Well, some kind of documentation/link/vague but trackable reference would be nice, but anyway, one important thing is to carefully define resources. Let's say (all figures made up) private school B gets only half the dollars of public school A. At the same time, the average B-school family invests the equivalent of $10,000 dollars/year (above and beyond tuition) of mainstream fiscal, social, and cultural capital in their kid's education - everything from educational toys to bedtime stories to modeling middle-class strategies of problem solving, language use, etc. (see for example Lareau's Unequal Childhoods) to extra supplies. Meanwhile, the average A family is able to invest $250 of mainstream capital/year. Their children are also significantly more likely to be exposed to even small amounts of lead, with resulting cognitive and behavioral problems that are the equivalent of -$600/year/child . . .

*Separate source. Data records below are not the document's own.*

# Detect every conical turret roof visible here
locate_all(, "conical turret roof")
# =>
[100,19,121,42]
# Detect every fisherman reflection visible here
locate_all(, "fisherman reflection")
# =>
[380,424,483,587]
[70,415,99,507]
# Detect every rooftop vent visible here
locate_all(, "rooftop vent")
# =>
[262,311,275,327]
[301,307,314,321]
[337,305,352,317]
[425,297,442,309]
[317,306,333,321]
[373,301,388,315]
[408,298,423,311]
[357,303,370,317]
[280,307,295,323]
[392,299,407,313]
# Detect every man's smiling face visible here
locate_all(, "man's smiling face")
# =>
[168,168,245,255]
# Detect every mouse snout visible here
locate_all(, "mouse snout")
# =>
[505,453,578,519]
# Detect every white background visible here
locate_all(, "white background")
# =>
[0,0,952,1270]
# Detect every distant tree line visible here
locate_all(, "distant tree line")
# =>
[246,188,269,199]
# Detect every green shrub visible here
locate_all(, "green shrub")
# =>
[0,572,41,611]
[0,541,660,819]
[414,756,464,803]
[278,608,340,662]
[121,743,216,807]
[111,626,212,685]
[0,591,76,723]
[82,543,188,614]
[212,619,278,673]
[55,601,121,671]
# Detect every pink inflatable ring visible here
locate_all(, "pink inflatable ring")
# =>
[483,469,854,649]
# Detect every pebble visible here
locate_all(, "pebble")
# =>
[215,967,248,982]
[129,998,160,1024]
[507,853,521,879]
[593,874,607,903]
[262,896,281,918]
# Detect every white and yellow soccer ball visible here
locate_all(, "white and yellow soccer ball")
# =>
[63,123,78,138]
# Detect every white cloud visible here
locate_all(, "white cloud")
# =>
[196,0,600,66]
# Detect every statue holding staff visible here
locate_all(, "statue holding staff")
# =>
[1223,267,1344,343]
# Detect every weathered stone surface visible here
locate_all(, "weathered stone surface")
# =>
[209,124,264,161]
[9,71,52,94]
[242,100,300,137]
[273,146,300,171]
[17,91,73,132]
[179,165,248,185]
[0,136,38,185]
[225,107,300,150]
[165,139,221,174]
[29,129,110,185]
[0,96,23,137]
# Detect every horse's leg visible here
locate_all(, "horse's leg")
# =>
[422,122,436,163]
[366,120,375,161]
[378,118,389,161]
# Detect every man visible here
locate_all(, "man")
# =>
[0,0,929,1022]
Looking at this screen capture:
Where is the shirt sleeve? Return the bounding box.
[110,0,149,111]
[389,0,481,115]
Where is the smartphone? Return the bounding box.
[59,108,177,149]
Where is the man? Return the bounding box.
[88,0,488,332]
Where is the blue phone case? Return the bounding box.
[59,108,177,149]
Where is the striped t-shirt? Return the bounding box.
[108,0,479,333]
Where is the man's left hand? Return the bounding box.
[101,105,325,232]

You get the picture. Of course, not all instances will have such a wide gap. Including parochial schools and various voucher/charter programs also narrows it some. Such schools are going to have a high percentage of families who explicitly value whatever the school claims to provide and are together enough to take advantage of these opportunities. They're are also relying on public schools to take care of certain social goods - for example, the idea that everybody has the right to an education - which allows them to much more freely expel problem students, in some areas not put (relatively) extensive resources into special ed services, etc.

In still other cases, schools are otherwise fairly (though not entirely) comparable. Here one apparent factor often seems to be the school-level equivalent of the 'hero teacher' - involving extremely high morale and inspiration as well as extremely hard work, with questions about repeatability and sustainability (not necessarily unanswerable questions, certainly - see KIPP, but again, we're looking at what ends up being resources that dwarf other schools)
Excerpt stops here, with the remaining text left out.